Брат мой, враг мой - Уилсон Митчел. Страница 102
Если Дуг прилетел в Уикершем ещё утром, то, быть может, в эту минуту между ними происходит ссора. Она почти явственно слышала ожесточенные голоса, язвительные упреки, презрительные слова и злобные обвинения. «Скорей, – шептала она скрытому от неё глухой перегородкой пилоту. – Ради бога, скорей!» А самолет скользил в небе по невидимому спиральному спуску, снижаясь над окраиной Питтсбурга, который сверху казался распростертой на земле грозовой тучей.

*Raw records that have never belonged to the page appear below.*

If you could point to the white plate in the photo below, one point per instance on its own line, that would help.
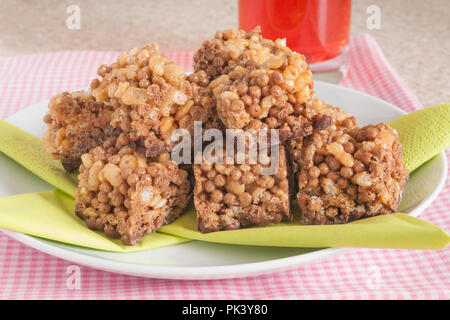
(202, 260)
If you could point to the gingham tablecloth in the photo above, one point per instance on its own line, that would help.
(26, 273)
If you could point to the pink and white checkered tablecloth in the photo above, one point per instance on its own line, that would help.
(357, 274)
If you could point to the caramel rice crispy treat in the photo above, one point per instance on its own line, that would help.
(324, 116)
(251, 99)
(231, 48)
(229, 196)
(126, 195)
(350, 174)
(257, 83)
(142, 94)
(76, 124)
(151, 97)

Марго, взволнованная, вышла из самолета. Ей не сиделось на месте. Её одолевало искушение разыскать телефон и позвонить в Уикершем, но она отвергла эту мысль, боясь опоздать на самолет. Когда пилот дал сигнал к посадке, она первая взбежала по лесенке. Через двадцать минут после вылета из Питтсбурга левый-мотор опять взревел, как в тот раз, потом снова утих, но это затишье было обманчивым, так как вдруг из него трижды, одна за другой, вылетели струи пламени.
И наконец, через какую-то долю секунды, показавшуюся вечностью, мотор оторвался от крыла и медленно, как бывает во сне, рухнул вниз, а по широкому лонжерону поползли неровные языки жёлтого огня. Самолет накренился вправо и с минуту летел на боку, – Марго соскользнула со своего места в проход, думая только о том, что платье её будет наверняка испорчено. Потом самолет выпрямился и тут же круто пошел вниз; пассажиры, сбившись в кучу, покатились по проходу и сгрудились у двери кабины пилота.

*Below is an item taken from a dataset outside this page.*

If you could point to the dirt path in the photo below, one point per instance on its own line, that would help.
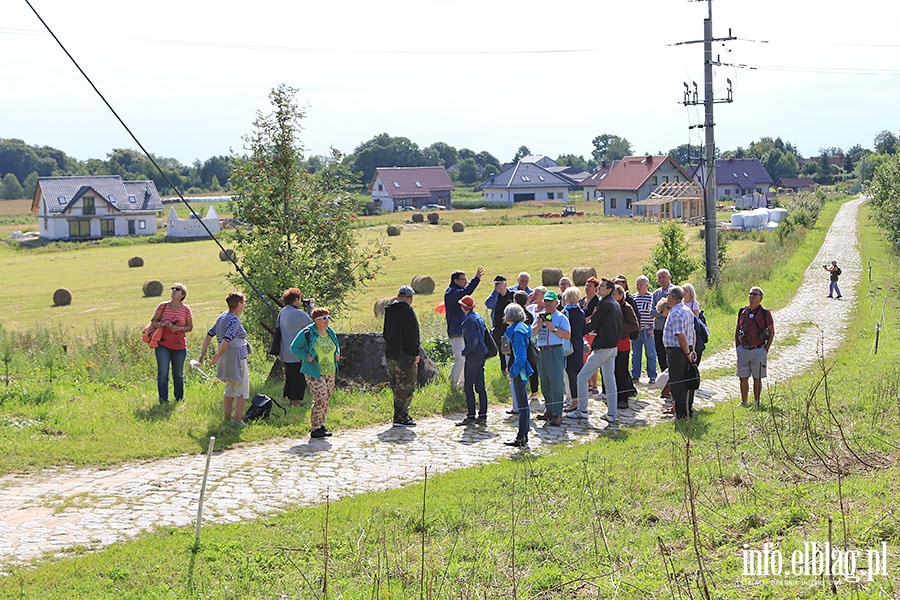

«Как мы, должно быть, смешно выглядим», – мелькнуло в голове Марго. Она лежала на куче барахтавшихся тел, всё ещё сжимая в руке сумочку. Она мельком увидела пронесшееся мимо иллюминатора облако – это было похоже на отвесный спуск лифта с неба на землю…
С удивительной ясностью, как бы со стороны, она поняла, что ей становится жаль себя – где-то в животе у неё нарастала боль, не слишком острая, не быстро перешедшая в леденящую тоску, какой она ещё никогда не знала. Через несколько секунд она, вероятно, умрет – невозможно поверить, но это жестокая правда. Она не могла шевельнуться: ощущение отвесного падения парализовало её, и она впервые осознала, что вокруг неё раздаются крики, плач и проклятия. Слава богу, подумала она, среди пассажиров нет детей, и неожиданно почувствовала досаду на тех, кто копошился под нею. Тише, хотелось ей крикнуть, мы все в одинаковом положении. Никому не выбраться отсюда! Внезапно из глаз её хлынули слезы, потому что она не хотела умирать. О боже, это, наверно, будет так больно! Бедный Кен… бедный, бедный Кен!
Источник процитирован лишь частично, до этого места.